In the first quarter of the year, Dollar Tree, Inc. (NASDAQ:DLTR) grew its net income by 14.4 percent to $343.4 million from $300.1 million in the same period last year.

Revenues also increased by 10 percent to $4.6 billion from $4.17 billion year-on-year.

1. Asana, Inc. (NYSE:ASAN)

Asana Inc. fell by 20.47 percent on Wednesday to end at $15.11 apiece after it warned that its net retention rate could take a beating in the second quarter of the year.

During its earnings call, Asana, Inc. (NYSE:ASAN) Chief Finance Officer Sonalee Parekh said that the company expects the current quarter to be pressured due to a combination of downgrade pressure, particularly in its enterprise and middle-market segments, and the technology vertical.

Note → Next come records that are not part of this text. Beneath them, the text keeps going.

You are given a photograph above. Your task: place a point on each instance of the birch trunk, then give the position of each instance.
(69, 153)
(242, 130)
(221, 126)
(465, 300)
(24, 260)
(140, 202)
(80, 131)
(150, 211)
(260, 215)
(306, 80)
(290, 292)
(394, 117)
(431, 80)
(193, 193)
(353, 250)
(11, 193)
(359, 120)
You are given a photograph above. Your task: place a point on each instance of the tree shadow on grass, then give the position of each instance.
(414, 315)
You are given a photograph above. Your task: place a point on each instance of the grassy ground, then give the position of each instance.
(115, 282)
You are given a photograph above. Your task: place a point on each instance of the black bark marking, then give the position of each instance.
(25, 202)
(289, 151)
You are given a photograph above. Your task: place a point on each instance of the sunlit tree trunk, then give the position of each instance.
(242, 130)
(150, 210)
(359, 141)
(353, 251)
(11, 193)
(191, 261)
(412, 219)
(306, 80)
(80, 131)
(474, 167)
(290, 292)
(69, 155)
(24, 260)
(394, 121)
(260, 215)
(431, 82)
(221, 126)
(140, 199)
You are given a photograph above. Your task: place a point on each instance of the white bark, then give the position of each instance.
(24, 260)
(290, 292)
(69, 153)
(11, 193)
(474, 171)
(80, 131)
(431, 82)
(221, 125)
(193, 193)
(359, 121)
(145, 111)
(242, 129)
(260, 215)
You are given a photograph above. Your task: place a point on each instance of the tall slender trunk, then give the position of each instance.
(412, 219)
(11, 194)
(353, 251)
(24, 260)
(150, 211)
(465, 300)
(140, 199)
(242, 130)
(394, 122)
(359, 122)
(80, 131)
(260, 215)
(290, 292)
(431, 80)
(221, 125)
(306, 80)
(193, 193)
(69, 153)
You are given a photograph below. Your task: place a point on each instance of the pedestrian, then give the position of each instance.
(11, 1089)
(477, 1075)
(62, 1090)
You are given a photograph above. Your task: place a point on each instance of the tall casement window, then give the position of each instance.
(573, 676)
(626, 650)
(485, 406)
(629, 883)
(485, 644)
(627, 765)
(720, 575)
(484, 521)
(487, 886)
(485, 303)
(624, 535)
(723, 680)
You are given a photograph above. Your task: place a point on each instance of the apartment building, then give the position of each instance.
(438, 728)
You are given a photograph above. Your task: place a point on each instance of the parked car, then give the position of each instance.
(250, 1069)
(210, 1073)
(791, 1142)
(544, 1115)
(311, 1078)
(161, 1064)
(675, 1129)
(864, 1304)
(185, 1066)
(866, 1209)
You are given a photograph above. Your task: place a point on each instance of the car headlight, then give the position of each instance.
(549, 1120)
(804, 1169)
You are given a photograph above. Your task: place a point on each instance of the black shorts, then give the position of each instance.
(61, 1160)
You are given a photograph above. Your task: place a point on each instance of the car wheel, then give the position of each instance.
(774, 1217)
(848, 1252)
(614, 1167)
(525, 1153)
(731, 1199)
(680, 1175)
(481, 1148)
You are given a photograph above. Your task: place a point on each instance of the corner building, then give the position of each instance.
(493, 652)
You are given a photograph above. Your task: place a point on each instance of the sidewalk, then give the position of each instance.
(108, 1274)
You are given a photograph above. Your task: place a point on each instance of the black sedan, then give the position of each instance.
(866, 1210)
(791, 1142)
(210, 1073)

He added that the company is confident that it would improve its net retention rate in the long run, but said that the near term will face headwinds.

In the first quarter of the year, Asana, Inc. (NYSE:ASAN) narrowed its net loss by 37 percent to $40 million from $63.7 million registered in the same period last year. Revenues increased by 8.7 percent to $187 million from $172 million year-on-year.